Proving the Equality of Logarithms with Different Bases

[TN17]

Homework Statement

How would I show that 1/log_ab = log_ba ?

The Attempt at a Solution

I'm not really sure where to start because of the different bases.

 

[Tide]

Hint: What is b^{\log_b a}?

 

[TN17]

Hint: What is b^{\log_b a}?

Is that Power Laws of Logs or Techniques for solving exponential equations, because I haven't learned those yet.
We haven't learned anything with logs as exponents yet.

 

[Tide]

That would be a fundamental identity for logarithms and should have been the first thing you learned about them. Basically, exponentials and logarithms are inverse functions of each other. Check with your textbook. :)

 

[TN17]

That would be a fundamental identity for logarithms and should have been the first thing you learned about them. Basically, exponentials and logarithms are inverse functions of each other. Check with your textbook. :)

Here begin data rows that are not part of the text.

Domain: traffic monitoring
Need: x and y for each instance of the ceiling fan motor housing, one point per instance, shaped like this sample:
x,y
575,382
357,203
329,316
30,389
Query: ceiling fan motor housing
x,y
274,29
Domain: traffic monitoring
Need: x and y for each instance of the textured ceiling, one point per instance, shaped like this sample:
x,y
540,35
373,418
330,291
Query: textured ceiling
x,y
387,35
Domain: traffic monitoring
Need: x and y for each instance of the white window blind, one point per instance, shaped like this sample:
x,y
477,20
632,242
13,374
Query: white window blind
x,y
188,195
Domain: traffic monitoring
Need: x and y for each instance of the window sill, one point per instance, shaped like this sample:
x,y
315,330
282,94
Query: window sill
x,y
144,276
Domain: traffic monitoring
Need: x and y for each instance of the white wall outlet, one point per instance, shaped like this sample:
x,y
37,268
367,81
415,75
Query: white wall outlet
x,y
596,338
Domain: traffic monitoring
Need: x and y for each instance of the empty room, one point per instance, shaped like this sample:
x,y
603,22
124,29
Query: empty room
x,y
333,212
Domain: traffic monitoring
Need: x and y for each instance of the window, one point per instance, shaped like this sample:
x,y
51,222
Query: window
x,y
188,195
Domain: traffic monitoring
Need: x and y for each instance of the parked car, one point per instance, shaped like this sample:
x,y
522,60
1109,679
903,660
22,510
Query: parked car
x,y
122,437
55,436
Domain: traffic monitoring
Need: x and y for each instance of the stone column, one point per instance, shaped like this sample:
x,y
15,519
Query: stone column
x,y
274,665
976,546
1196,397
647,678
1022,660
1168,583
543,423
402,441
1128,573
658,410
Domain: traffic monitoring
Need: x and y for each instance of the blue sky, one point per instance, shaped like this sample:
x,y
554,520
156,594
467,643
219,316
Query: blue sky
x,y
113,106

Yes, we learned how to write an exponentials as a log and vice versa, and we learned how to evaulate logs, like log₂8 where x=3. But we haven't seen anything with "log___" as the actual exponent before. :S

 

[Tide]

What you need to know is that

\log_b b^a = a and b^{\log_b a} = a

 

[TN17]

What you need to know is that

\log_b b^a = a and b^{\log_b a} = a

I found this online:
"Remember that log_b a = log a / log b for any base/subscript.

Then 1 / [log_a b] = 1 / [log b / log a]

Now dividing by a fraction is the same as mulitplying its reciproical.

1 * (log a / log b)

log a / log b

Now use the fact at the top to change this into
log a / log b = log_b a
Therefore, 1 / [log_a b] = log_b a."

Is that the same thing you were talking about?

We have a quiz on:
Exponential function + its inverse
Logarithms (simple problems)
Transformations of log functions
Using log scales in physical sciences (ex: pH scale)
and Exponential equations.

I'm familiar with all of those, but when I overheard someone from the other class talking about this question right after their quiz, I was curious, so that's why I asked...

 

[vela]

I think Tide was going for this approach:

Start with b^{\log_b a} = a and then take the log, base a, of both sides to get

\log_a (b^{\log_b a}) = \log_a a

Use a property of logs to bring the exponent down, do a little algebra, and you'll get the result you wanted.

The way you did it is fine as well. There are often multiple ways to show the same thing.

 

[Tide]

Vela,

Exactly! I had assumed the original poster hadn't seen the base conversion yet.